Why the Zanchetta case matters for the Church

CNA

Published

Bishop Gustavo Zanchetta. / Diocesis de Orán

Vatican City, Mar 11, 2022 / 10:35 am (CNA).

The Vatican made no public comment when Bishop Gustavo Óscar Zanchetta, an Argentine prelate closely associated with Pope Francis, was sentenced to four and a half years in jail for sexually abusing seminarians on March 4. A week later, it still hasn’t.

There are two possible reasons for the Vatican’s silence. First, because a canonical trial of Zanchetta is still open and the Vatican plans to comment only once it is concluded. Second, because the bishop intends to appeal against the court judgment. The Holy See has previously waited for the results of an appeal before issuing a public response.

Zanchetta was one of the first bishops appointed by Pope Francis after his election on March 13, 2013. Zanchetta was named bishop of Orán, in northwestern Argentina, on July 23 of that year, at the age of 49.

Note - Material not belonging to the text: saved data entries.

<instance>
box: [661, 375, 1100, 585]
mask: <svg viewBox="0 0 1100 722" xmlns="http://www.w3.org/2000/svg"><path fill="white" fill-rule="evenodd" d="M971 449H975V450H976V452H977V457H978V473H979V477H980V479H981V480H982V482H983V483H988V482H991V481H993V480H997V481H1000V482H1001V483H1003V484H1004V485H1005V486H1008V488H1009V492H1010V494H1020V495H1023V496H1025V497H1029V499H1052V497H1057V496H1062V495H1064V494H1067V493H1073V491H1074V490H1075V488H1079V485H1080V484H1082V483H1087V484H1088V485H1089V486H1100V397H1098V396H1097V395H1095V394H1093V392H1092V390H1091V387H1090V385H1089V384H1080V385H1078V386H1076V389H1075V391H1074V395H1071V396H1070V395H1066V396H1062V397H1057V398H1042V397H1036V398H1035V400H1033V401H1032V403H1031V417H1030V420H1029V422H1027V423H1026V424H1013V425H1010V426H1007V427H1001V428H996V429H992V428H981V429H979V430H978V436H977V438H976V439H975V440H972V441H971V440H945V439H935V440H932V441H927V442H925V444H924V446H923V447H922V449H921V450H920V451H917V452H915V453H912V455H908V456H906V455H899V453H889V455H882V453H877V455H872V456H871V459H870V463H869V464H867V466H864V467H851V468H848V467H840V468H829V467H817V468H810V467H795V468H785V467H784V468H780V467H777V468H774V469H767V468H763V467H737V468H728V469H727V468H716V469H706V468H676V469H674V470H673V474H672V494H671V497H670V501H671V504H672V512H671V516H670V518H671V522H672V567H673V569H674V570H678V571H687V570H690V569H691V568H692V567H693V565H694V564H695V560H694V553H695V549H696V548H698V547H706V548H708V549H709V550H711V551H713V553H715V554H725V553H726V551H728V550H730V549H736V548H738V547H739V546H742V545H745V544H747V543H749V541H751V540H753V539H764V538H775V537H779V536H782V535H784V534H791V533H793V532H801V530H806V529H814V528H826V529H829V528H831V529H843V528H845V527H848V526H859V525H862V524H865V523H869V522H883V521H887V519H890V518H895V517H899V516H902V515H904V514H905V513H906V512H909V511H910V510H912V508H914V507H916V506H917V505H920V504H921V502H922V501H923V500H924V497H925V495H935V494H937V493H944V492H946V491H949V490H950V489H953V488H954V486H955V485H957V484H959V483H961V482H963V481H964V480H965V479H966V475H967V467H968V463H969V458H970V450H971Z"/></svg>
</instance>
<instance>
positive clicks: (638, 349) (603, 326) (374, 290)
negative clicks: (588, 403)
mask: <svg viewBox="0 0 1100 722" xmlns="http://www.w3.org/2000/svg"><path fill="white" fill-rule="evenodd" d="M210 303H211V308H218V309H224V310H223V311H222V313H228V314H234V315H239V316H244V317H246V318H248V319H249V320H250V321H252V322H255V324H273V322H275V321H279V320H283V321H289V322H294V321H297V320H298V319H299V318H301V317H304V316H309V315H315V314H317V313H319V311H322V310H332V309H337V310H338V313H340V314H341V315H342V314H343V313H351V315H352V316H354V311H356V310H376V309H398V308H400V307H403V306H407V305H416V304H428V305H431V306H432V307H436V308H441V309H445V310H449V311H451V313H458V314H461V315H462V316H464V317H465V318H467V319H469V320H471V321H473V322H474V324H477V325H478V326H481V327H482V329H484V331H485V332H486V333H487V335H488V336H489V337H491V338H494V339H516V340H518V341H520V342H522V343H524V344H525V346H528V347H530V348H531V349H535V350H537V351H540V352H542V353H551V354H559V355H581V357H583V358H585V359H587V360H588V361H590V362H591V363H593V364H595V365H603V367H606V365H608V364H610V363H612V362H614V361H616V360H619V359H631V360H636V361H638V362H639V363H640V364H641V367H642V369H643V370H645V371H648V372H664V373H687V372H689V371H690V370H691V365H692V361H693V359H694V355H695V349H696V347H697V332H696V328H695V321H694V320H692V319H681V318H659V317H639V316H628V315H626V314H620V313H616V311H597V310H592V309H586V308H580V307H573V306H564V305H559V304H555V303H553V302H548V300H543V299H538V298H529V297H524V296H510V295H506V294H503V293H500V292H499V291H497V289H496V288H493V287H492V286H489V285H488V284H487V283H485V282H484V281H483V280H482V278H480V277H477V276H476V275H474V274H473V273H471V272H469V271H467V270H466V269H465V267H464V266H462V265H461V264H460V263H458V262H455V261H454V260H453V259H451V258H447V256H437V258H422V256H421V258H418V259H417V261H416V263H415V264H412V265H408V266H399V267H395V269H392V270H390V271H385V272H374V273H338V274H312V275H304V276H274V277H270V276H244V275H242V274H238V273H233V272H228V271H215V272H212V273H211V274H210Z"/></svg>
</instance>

In the summer of 2017, he stepped aside as bishop, officially because of “a health problem” — or so he wrote in a letter to his flock, in which he said that he would soon undergo treatment.

The resignation was made official on Aug. 1, 2017, after Zanchetta had already left Argentina for Rome, where he lived in the Domus Sanctae Marthae, the Vatican hotel where Pope Francis resides.

On Dec. 19, 2017, the bishop was appointed assessor of the Administration of the Patrimony of the Apostolic See (APSA), the Vatican’s “central bank.”